Stabroek News Sunday

It was the UN system that decided on selecting the ICJ

- Dear Editor,

Once again the Maduro government attempted to have their cake and eat it on the settlement of the Border Controvers­y he has been exploiting to save his collapsing regime. Insisting that Venezuela does not recognize the ICJ’s jurisdicti­on to conclusive­ly settle the controvers­y, he yet sent his VP Delcy Rodriguez last week to submit a “counter-memorial” to plead their case before the Court’s deadline expired. And once again they reiterated that the Geneva Agreement of 1966 remains the sole legitimate framework for resolving the dispute, as agreed upon by both nations. “This Agreement is in force and is the regulatory framework that must be complied with in good faith by the parties, in accordance with internatio­nal law.”

This time however, VP Delcy Rodriguez, as part of the evidence presented to the ICJ, claimed that ExxonMobil paid US$18 million to the Guyanese government to take the case to the ICJ in a “notorious violation” of the 1966 Geneva Agreement. We know that the US$18 million was the measly bonus accepted by Trotman of the APNU+AFC coalition government for signing the even more measly PSA to exploit the Stabroek Block. But we believe it is critical we Guyanese understand clearly that we have been diligently following the Geneva Agreement from its inception in 1966 into the present. If Maduro and Venezuela are serious about their adherence to that Agreement then we will demonstrat­e they cannot reject the jurisdicti­on of the ICJ.

The Geneva Agreement consists of a mere eight Articles, with Art 1-4 outlining the steps to be taken to resolve the controvers­y where Venezuela claims the Arbitral Award of 1899 settling our border is null and void.
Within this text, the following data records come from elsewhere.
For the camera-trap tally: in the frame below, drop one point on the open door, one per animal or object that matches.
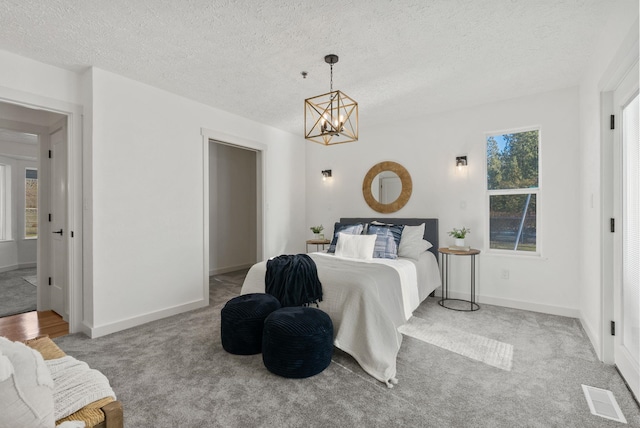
(58, 222)
(626, 297)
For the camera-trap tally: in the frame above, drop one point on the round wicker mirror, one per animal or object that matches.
(378, 172)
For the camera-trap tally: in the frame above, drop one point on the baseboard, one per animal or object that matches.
(517, 304)
(593, 336)
(27, 265)
(8, 268)
(146, 318)
(228, 269)
(18, 266)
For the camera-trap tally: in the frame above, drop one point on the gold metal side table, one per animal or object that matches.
(445, 269)
(317, 243)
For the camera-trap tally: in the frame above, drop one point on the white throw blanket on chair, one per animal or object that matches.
(76, 385)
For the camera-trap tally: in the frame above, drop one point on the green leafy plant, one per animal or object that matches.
(317, 229)
(459, 233)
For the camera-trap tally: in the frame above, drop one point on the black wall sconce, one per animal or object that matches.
(461, 161)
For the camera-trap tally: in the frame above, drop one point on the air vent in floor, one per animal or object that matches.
(603, 403)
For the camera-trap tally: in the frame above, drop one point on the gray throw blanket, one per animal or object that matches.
(293, 280)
Articles 1, 2 and 3 mandated the establishm­ent of a Mixed Commission and outlined its mechanisms, one of which was to submit reports every six months. After four years – which would be 1970 - if an agreement was not reached, within three months of receiving the final report Art 4 declared, “(t)hose Government­s shall without delay choose one of the means of peaceful settlement provided in Article 33 of the Charter of the United Nations… (and)… failing agreement on this point, to the SecretaryG­eneral of the United Nations.”
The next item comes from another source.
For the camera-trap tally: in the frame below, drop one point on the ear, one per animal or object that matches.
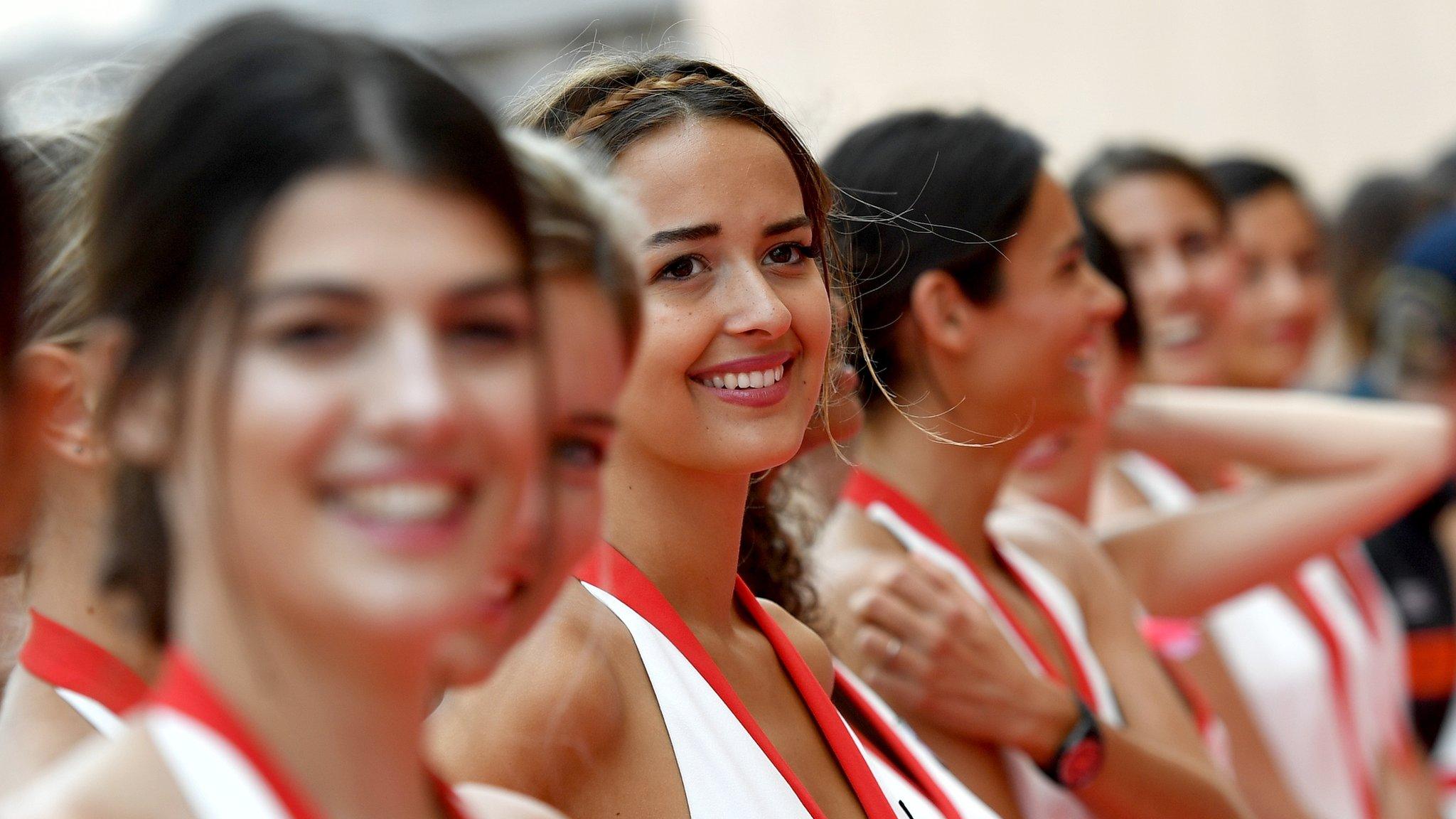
(943, 312)
(66, 401)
In 1970, however, the two government­s agreed to a 12-year Moratorium in the Protocol of Port of Spain that expired in 1983, when Venezuela refused to extend it. It was now that, in accordance to Art 4, Venezuela and Guyana both agreed that the matter be passed on to the UN Secretary General. And that he “shall choose another of the means stipulated in Article 33 of the Charter of the United Nations, and so on until the controvers­y has been resolved or until all the means of peaceful settlement there contemplat­ed have been exhausted.”

The Secretary-General conducted Good Offices from 1990 to 2017 in which he appointed four Personal Representa­tives - Alister McIntyre (1990 - 1999); Oliver Jackman (1999-2007); Norman Girvan (2010-2014) and

Dag Halvor Nylander (2017-2018) who unsuccessf­ully engaged in intensive high-level talks to resolve the controvers­y. Venezuela was in full agreement with the matter being in the hands of the UN Sectary General and engaged fully with his personal representa­tives.

In the hiatus after the passing of Girvan in 2014, former Secretary-General Ban Ki-moon communicat­ed to the parties on 15 December 2016 that he concluded the Good Offices Process would continue until the end of 2017, with a strengthen­ed mandate of mediation, and that, if significan­t progress had not been made by that time towards arriving at a full agreement for the solution of the controvers­y, he would choose the Internatio­nal Court of Justice as the next means of settlement, unless the Government­s of Guyana and Venezuela jointly requested that he refrain from doing so. Guyana did not indicate that he refrain and on 30 January 2018, his successor Antonio Guterres, chose the ICJ as the means to be used for the solution of the controvers­y.

Following this decision, Guyana filed an applicatio­n institutin­g proceeding­s against Venezuela with the Internatio­nal Court of Justice on 29 March 2018. It was thus the UN system and its Secretary General, rather than Exxon, that decided on selecting the ICJ in accordance with the Geneva Agreement. The paltry bonus was simply used for paying legal fees.

But while Maduro will continue to play the rogue in the internatio­nal system, Guyana ‘s faith will be vindicated when the ICJ rules in its favour in accordance with internatio­nal law.